Je sors peu le soir et demeure donc émerveillé, non blasé, par les feux du Bordeaux nocturne. La flamme gothique de Saint-Michel, les quais qui pulsent d’une lumière dorée, les mascarons grimaçant sous les lanternes, les tramways glissant comme de sombres obus, au-dessus des toits la courbe blanche de la grande roue et les étincelles multicolores de la foire aux Quinconques. Me suis dit qu’il faudrait que je trouve l’occasion, un jour, de monter sur la grande roue. Je l’avais fait il y a trente ans, était-ce avec Charlotte ou bien avec Emmanuelle ? Je le referai bien, plutôt avec un garçon, soupira-t-il avec un romantisme un peu narquois, mais dans l’immédiat je me contente d’admirer de loin ces échardes lumineuses de la fête foraine.
#2306
Ces derniers jours j’étais patraque, rien de grave, juste une petite crise de mon problème de digestion chronique — peut-être avais-je consommé du glutamate sans le savoir, enfin bref. Ce matin, après pourtant une nuit passablement blanche, je me suis levé étonnamment gaillard. J’ai donc décidé d’aller me promener un peu, en tentant une idée que j’avais eu. C’est fou ce qu’un simple billet de bus peut vous conduire loin. Car voyez-vous, la marche à pieds c’est bien, le vélo c‘est chouette, mais je ne peux explorer aussi loin que je le voudrais mon environnement bordelais, tout de même.
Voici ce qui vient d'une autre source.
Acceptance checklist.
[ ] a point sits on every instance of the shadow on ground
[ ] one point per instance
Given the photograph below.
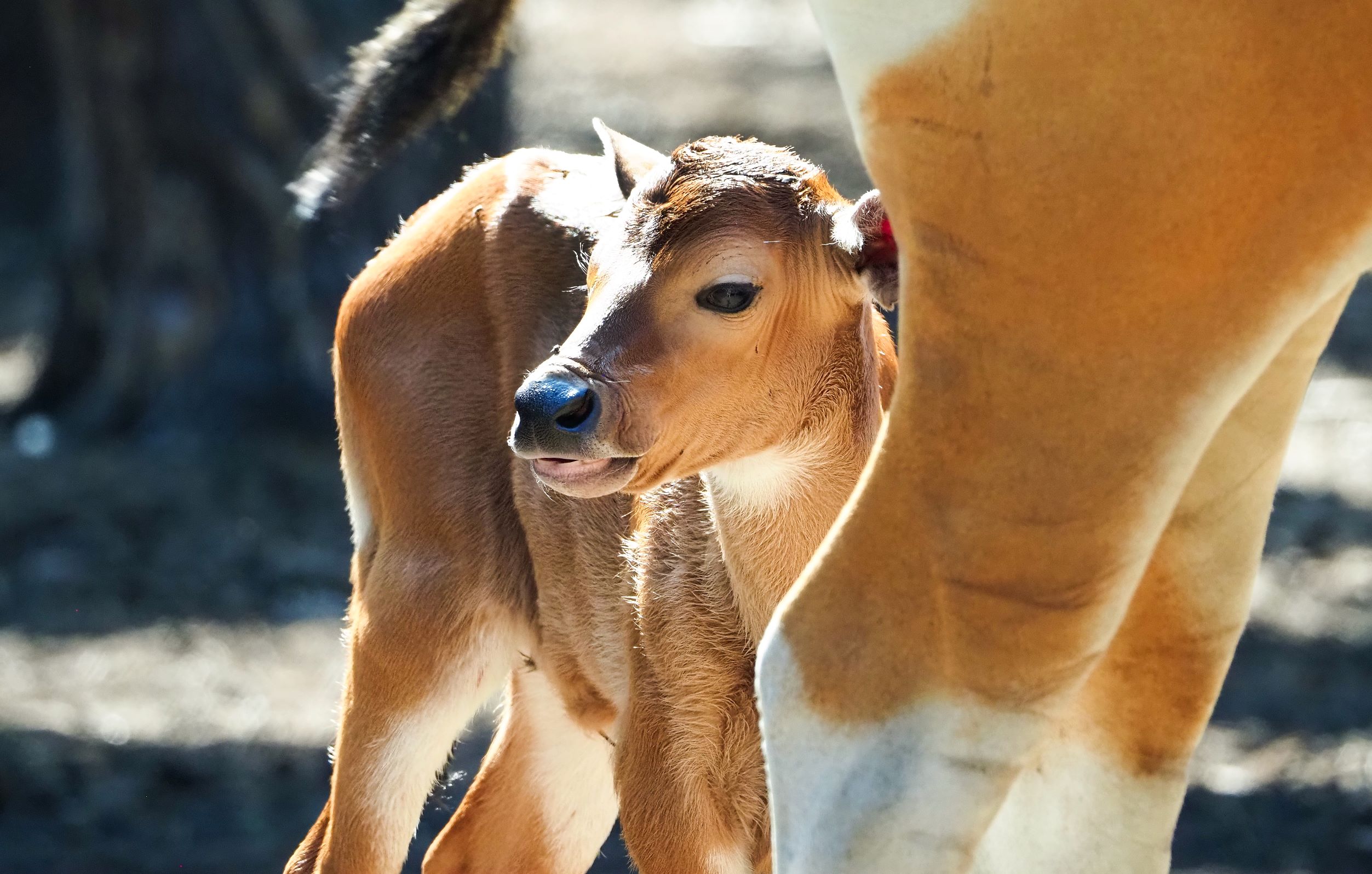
(71, 806)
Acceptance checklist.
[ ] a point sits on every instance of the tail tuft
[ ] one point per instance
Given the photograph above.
(422, 65)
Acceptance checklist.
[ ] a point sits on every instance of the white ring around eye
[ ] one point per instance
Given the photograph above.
(733, 279)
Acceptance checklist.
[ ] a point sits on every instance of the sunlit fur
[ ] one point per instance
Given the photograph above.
(1127, 231)
(629, 631)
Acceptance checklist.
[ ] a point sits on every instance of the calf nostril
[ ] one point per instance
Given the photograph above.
(577, 411)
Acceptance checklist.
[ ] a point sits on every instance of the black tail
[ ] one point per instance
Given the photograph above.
(422, 65)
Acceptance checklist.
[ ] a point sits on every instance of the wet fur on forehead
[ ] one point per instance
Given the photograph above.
(719, 181)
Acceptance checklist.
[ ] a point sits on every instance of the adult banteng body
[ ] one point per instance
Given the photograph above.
(1127, 231)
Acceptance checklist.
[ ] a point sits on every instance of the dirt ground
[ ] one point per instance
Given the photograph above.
(170, 604)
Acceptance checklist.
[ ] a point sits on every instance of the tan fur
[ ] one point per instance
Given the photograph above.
(1126, 234)
(468, 568)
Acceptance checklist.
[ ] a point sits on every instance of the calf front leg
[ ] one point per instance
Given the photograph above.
(544, 800)
(427, 647)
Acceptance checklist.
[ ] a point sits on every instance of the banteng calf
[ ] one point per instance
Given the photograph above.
(727, 367)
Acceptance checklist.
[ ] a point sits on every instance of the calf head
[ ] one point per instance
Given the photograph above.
(721, 302)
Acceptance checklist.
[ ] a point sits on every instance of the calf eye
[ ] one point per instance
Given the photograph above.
(727, 297)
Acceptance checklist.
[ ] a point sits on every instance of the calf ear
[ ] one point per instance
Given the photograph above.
(863, 231)
(632, 158)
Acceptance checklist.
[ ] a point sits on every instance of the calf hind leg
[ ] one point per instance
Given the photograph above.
(420, 664)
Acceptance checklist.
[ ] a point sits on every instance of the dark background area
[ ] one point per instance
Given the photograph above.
(173, 547)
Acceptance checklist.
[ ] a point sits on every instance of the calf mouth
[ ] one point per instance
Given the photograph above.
(585, 478)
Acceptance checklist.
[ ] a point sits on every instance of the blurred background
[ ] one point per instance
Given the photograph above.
(173, 545)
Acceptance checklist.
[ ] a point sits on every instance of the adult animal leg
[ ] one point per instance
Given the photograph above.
(1115, 767)
(1105, 243)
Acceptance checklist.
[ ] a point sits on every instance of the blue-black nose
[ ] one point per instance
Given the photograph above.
(566, 403)
(556, 412)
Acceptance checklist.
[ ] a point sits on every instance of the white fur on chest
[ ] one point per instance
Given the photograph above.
(761, 484)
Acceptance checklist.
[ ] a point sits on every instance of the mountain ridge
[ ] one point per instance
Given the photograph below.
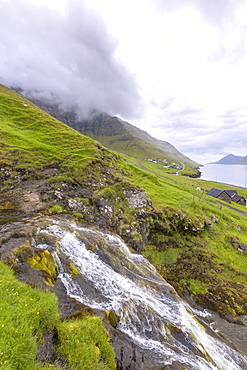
(49, 171)
(116, 134)
(232, 159)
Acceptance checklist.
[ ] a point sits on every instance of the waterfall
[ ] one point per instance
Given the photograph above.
(150, 311)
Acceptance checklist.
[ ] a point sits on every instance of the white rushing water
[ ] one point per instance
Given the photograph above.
(113, 278)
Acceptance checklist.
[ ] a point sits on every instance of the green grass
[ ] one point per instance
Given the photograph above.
(84, 345)
(26, 313)
(32, 140)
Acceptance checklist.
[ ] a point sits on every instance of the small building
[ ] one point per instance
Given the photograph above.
(239, 199)
(220, 194)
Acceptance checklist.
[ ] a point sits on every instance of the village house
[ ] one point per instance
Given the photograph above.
(239, 199)
(220, 194)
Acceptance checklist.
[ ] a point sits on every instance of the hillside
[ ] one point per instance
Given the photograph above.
(75, 218)
(118, 135)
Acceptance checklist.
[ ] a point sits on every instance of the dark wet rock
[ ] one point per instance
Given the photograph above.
(46, 351)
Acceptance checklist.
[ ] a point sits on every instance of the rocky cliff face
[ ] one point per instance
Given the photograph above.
(101, 196)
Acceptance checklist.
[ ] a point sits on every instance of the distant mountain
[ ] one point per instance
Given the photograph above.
(116, 134)
(242, 160)
(231, 159)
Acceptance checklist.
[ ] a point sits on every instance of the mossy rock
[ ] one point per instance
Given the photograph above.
(38, 259)
(112, 318)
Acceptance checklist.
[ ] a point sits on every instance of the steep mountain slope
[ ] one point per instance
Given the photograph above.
(61, 194)
(118, 135)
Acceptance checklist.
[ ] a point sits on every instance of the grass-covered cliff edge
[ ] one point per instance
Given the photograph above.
(47, 167)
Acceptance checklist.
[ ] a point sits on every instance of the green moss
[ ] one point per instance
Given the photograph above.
(25, 313)
(43, 260)
(55, 209)
(194, 286)
(85, 344)
(77, 214)
(72, 268)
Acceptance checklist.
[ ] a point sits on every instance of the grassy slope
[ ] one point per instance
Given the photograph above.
(202, 263)
(27, 313)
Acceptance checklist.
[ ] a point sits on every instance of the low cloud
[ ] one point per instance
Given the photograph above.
(70, 55)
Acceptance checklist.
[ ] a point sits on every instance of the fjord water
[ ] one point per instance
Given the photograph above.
(225, 173)
(149, 310)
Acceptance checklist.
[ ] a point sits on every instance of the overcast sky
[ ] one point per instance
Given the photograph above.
(174, 68)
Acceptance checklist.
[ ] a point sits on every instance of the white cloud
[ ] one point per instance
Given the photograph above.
(68, 53)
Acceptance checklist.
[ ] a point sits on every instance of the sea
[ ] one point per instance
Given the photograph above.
(225, 173)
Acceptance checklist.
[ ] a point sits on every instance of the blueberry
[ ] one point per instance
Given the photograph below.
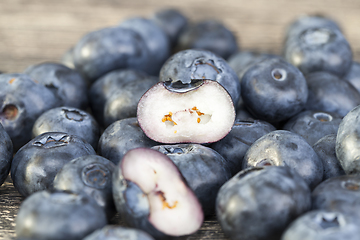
(325, 149)
(155, 39)
(158, 200)
(90, 175)
(112, 232)
(107, 49)
(204, 170)
(58, 215)
(259, 203)
(35, 165)
(274, 90)
(323, 225)
(22, 101)
(120, 137)
(188, 65)
(319, 49)
(329, 93)
(211, 35)
(313, 125)
(66, 83)
(339, 193)
(6, 154)
(70, 120)
(353, 75)
(285, 148)
(242, 135)
(172, 22)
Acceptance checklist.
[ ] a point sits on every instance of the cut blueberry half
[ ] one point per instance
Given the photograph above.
(158, 200)
(198, 113)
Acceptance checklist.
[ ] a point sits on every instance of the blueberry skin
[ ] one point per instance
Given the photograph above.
(111, 232)
(274, 90)
(310, 21)
(66, 83)
(325, 149)
(172, 22)
(22, 101)
(313, 125)
(353, 75)
(107, 49)
(242, 135)
(188, 65)
(122, 136)
(70, 120)
(323, 225)
(285, 148)
(58, 215)
(122, 103)
(211, 35)
(247, 209)
(243, 60)
(319, 49)
(204, 170)
(90, 175)
(155, 39)
(6, 154)
(35, 165)
(347, 142)
(329, 93)
(339, 193)
(104, 87)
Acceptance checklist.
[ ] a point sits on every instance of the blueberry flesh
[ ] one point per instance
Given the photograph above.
(111, 232)
(188, 65)
(172, 22)
(22, 101)
(353, 75)
(313, 125)
(285, 148)
(107, 49)
(204, 170)
(243, 60)
(35, 165)
(242, 135)
(348, 142)
(157, 201)
(325, 149)
(329, 93)
(247, 209)
(339, 193)
(319, 49)
(155, 39)
(211, 35)
(323, 225)
(58, 215)
(122, 136)
(66, 83)
(70, 120)
(6, 154)
(273, 90)
(90, 175)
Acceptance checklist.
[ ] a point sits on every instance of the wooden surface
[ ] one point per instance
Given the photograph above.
(33, 31)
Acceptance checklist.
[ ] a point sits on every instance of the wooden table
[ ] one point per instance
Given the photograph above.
(34, 31)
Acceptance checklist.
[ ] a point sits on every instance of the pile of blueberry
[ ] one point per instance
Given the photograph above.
(167, 122)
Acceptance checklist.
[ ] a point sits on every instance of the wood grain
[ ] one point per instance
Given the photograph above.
(34, 31)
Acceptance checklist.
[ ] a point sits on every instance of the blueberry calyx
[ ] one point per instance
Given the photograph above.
(74, 115)
(9, 112)
(95, 176)
(53, 141)
(180, 87)
(279, 74)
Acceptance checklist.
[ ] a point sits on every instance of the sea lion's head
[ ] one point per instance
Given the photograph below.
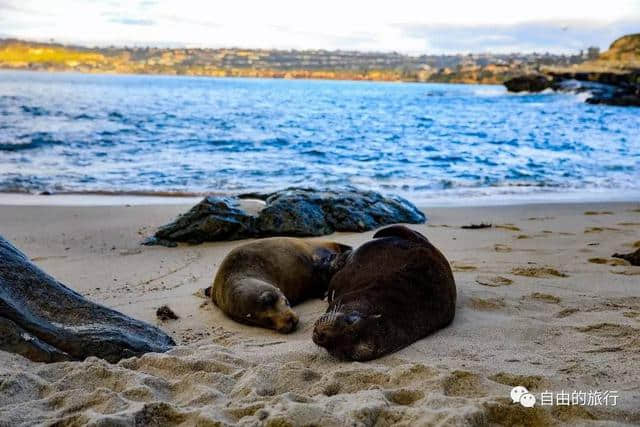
(271, 310)
(349, 333)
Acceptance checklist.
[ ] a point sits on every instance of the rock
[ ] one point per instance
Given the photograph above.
(621, 88)
(309, 212)
(289, 212)
(45, 321)
(164, 313)
(214, 218)
(528, 83)
(633, 257)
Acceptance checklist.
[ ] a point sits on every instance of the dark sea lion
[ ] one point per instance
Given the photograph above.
(258, 282)
(390, 292)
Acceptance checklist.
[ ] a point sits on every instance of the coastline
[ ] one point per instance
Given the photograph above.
(463, 197)
(567, 317)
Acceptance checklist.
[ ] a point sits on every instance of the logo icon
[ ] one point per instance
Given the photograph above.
(522, 396)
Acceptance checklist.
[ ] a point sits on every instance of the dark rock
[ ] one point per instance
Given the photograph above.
(618, 99)
(528, 83)
(214, 218)
(43, 320)
(633, 257)
(476, 226)
(165, 313)
(289, 212)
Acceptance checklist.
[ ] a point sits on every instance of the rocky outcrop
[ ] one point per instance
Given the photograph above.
(632, 257)
(611, 88)
(45, 321)
(289, 212)
(528, 83)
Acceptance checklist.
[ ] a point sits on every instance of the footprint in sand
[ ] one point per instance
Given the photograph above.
(598, 213)
(403, 396)
(627, 272)
(608, 261)
(539, 296)
(566, 312)
(487, 304)
(614, 337)
(599, 229)
(509, 227)
(498, 247)
(460, 267)
(539, 272)
(493, 281)
(530, 382)
(608, 330)
(464, 384)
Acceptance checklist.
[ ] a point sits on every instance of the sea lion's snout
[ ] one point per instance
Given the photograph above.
(286, 322)
(334, 331)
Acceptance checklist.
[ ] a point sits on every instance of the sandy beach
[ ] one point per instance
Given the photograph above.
(540, 303)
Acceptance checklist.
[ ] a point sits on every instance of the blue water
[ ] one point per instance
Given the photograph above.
(72, 132)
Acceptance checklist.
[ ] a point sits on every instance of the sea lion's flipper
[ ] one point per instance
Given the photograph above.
(343, 248)
(402, 232)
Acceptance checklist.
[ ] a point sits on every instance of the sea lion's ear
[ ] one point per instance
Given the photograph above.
(343, 248)
(402, 232)
(267, 298)
(352, 318)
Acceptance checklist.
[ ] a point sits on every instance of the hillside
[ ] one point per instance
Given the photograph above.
(234, 62)
(625, 51)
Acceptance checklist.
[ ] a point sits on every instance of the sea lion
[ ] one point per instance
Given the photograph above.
(258, 282)
(390, 292)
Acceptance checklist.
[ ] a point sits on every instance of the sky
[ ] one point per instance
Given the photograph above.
(412, 27)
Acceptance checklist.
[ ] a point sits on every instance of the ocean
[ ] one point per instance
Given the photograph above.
(65, 132)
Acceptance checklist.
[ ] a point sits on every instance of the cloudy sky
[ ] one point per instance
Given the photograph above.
(406, 26)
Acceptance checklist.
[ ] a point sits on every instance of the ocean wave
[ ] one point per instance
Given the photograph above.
(30, 142)
(246, 135)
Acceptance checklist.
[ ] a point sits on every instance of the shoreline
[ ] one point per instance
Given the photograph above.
(451, 200)
(540, 303)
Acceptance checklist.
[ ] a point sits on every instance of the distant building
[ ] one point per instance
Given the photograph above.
(593, 52)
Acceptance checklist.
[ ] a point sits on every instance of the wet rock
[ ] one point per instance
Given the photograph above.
(214, 218)
(633, 257)
(45, 321)
(528, 83)
(289, 212)
(164, 313)
(620, 88)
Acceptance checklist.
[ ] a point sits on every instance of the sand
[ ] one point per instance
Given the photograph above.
(540, 304)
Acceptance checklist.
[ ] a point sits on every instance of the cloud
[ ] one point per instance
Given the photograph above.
(132, 21)
(540, 36)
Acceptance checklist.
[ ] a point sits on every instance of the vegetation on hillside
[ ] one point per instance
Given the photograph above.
(318, 64)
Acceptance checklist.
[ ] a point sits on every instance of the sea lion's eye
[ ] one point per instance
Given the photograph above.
(351, 319)
(267, 299)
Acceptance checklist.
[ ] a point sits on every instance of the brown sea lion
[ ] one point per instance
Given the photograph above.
(258, 282)
(390, 292)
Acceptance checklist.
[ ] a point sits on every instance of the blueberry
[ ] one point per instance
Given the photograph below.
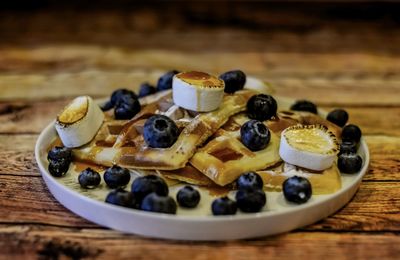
(234, 80)
(250, 200)
(146, 89)
(89, 178)
(126, 108)
(157, 203)
(338, 117)
(117, 95)
(349, 163)
(297, 189)
(58, 168)
(106, 106)
(165, 81)
(348, 147)
(261, 107)
(160, 131)
(223, 206)
(250, 181)
(142, 186)
(58, 153)
(188, 197)
(255, 135)
(122, 198)
(351, 133)
(117, 177)
(304, 105)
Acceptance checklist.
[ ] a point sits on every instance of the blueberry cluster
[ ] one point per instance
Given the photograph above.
(160, 131)
(250, 196)
(297, 189)
(234, 80)
(255, 135)
(150, 193)
(349, 161)
(338, 116)
(126, 103)
(261, 107)
(59, 160)
(304, 105)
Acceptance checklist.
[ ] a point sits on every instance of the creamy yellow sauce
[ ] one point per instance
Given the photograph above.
(309, 139)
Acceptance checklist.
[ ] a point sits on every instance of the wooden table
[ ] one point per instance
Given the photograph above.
(49, 57)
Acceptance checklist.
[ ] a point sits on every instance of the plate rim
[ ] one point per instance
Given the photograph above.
(201, 219)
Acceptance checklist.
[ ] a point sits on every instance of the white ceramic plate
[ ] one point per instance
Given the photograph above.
(277, 216)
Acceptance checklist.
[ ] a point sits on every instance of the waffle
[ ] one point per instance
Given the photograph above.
(224, 158)
(122, 143)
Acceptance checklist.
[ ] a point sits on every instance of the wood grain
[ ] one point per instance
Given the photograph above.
(332, 56)
(26, 199)
(103, 244)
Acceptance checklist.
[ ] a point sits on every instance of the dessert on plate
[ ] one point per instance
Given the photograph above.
(200, 130)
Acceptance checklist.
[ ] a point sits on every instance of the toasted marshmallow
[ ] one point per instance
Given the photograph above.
(197, 91)
(312, 147)
(79, 122)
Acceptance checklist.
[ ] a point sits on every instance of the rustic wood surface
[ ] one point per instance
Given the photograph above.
(49, 57)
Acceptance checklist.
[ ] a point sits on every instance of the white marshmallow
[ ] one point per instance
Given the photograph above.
(79, 122)
(197, 91)
(309, 146)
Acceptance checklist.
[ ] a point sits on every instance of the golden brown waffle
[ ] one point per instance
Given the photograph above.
(224, 158)
(130, 150)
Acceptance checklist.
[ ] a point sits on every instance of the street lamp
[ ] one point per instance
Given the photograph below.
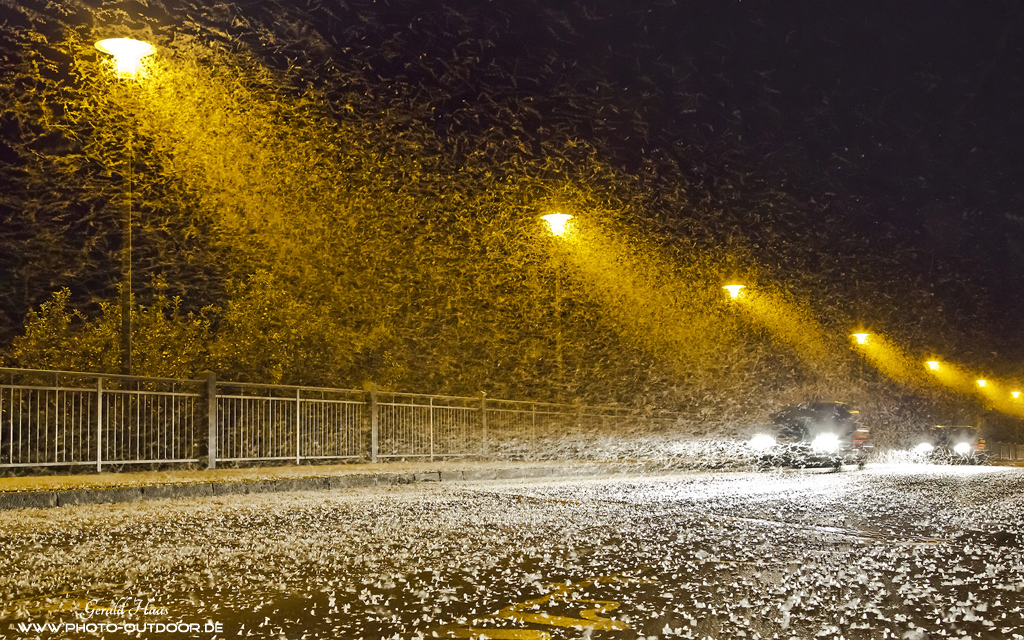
(128, 54)
(734, 290)
(556, 224)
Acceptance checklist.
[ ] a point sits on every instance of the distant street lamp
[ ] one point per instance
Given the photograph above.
(128, 54)
(734, 290)
(556, 224)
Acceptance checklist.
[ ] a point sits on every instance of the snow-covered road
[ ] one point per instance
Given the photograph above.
(889, 552)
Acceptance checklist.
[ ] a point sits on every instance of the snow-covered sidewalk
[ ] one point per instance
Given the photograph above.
(54, 491)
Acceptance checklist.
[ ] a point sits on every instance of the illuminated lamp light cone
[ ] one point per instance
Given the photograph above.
(127, 52)
(556, 222)
(734, 290)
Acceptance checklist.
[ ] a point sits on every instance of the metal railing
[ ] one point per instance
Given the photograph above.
(65, 418)
(279, 422)
(51, 418)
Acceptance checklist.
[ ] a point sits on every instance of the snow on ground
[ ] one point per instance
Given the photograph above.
(891, 552)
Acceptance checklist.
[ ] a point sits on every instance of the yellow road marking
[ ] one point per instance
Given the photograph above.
(497, 634)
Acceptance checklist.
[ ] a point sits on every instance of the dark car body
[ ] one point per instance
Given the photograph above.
(797, 430)
(944, 441)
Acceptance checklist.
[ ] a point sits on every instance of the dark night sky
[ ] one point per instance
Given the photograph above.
(909, 113)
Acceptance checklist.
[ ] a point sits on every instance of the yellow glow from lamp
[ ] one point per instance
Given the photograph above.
(127, 52)
(734, 290)
(556, 221)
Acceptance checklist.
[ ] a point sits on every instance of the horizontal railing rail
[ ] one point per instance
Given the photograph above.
(59, 418)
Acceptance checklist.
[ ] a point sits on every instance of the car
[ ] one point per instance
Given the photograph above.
(813, 434)
(952, 444)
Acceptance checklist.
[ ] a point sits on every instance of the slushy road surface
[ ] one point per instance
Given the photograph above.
(888, 552)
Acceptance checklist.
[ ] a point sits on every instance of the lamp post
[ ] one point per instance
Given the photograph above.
(734, 290)
(128, 54)
(556, 224)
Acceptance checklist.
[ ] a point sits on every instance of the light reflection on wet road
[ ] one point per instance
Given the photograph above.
(888, 552)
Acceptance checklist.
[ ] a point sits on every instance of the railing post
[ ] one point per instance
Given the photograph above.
(99, 424)
(298, 425)
(211, 420)
(373, 422)
(483, 422)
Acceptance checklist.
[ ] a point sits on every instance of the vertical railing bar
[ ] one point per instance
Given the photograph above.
(99, 424)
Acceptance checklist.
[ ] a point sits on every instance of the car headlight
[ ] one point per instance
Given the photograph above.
(826, 442)
(762, 441)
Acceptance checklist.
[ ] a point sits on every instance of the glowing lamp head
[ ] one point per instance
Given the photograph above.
(127, 52)
(734, 290)
(556, 222)
(924, 448)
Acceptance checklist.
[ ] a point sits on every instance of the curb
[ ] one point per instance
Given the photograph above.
(44, 500)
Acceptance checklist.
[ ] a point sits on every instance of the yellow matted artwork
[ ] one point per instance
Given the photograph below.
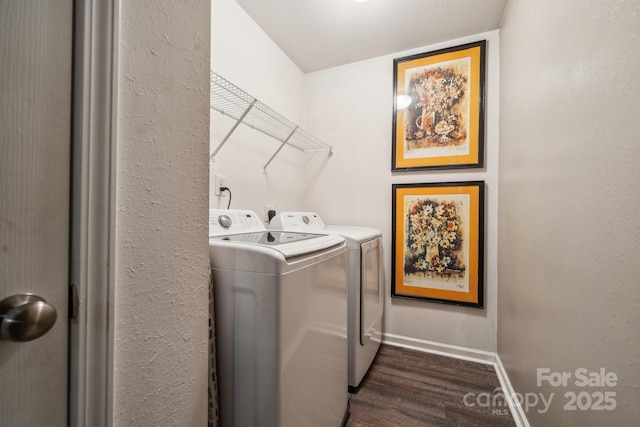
(438, 241)
(438, 114)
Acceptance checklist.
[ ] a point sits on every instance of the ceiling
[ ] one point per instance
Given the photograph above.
(319, 34)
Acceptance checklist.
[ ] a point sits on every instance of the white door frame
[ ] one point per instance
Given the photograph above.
(91, 349)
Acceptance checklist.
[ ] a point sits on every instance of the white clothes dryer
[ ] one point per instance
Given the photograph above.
(280, 323)
(366, 285)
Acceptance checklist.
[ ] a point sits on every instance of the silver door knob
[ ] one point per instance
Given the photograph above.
(25, 317)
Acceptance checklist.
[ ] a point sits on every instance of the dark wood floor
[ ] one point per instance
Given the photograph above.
(406, 388)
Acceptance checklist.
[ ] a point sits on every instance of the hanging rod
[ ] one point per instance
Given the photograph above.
(231, 101)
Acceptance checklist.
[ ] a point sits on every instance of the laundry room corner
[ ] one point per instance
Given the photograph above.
(352, 106)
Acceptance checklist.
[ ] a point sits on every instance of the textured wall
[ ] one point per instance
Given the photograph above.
(569, 258)
(352, 106)
(162, 262)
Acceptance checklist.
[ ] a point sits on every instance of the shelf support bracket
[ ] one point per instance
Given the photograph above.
(280, 148)
(236, 124)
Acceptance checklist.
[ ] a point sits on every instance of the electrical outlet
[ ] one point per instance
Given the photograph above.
(268, 208)
(219, 182)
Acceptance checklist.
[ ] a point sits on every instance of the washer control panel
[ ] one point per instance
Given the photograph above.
(232, 221)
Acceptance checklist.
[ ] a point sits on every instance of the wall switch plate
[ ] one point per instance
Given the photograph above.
(219, 182)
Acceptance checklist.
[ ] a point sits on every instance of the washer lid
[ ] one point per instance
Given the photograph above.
(287, 244)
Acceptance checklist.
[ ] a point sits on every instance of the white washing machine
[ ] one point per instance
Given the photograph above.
(366, 285)
(280, 323)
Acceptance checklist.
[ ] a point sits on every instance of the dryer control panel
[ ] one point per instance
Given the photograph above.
(232, 221)
(297, 221)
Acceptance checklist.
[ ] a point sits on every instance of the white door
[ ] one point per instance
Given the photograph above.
(35, 155)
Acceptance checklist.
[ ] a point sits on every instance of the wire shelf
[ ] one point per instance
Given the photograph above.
(229, 100)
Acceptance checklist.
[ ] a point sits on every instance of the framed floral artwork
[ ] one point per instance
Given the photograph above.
(438, 242)
(438, 109)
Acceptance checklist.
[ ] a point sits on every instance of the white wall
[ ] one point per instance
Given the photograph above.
(162, 262)
(352, 107)
(243, 54)
(569, 258)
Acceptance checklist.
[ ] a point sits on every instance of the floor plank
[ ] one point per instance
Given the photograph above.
(407, 388)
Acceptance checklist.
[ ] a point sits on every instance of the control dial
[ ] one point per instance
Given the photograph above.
(225, 221)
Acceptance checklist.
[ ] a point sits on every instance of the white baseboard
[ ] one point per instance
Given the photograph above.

J’ai donc rejoins le bus 91, sur l’autre rive, et l’ai pris… jusqu’à son terminus, à Ambès. Le but étant de voir comment c’est, tout au long du fleuve… Et je ne suis pas déçu : intéressant de voir comment la ville cède vite la place à un long balbutiement entre ruralité et industrie, ici les ziggourats d’engrais et de pétrole, ici les prés et les blés, quelques villages et beaucoup d’espace naturel, tandis que l’eau enfle, s’élargit, ample Garonne qui descend vers sa confluence avec la Dordogne. Çà et là des panneaux rappellent le contexte fluvial, « Cale de mise à l’eau », « Voilerie de l’estuaire », « douane pétrolière »… Toute la rive se piquette de cabanes perchées, sauf dans les zones véritablement portuaires, où j’ai vu un beau tanker orange vif amarré auprès des hauts zigzags de passerelles en ferraille et des grandes grues. Après un curieux cimetière de caveaux pyramidaux alignés en rangs serrés, le terminus s’avère une déception, Ambès n’est qu’une bête banlieue sans âme, les pavillons alignés comme les tombes précédentes, aussi vivants. Une banlieue de rien, l’extrémité de cette terre n’est que zone industrielle. Et le bus 92 ne coïncide pas, j’espérais rentrer par le bord de l’autre fleuve, tant pis, je fis le retour comme j’étais venu, voyant d’autres choses, observant les yeux bien ouverts ces paysages du lointain bordelais, à la fois anodins et poétiques.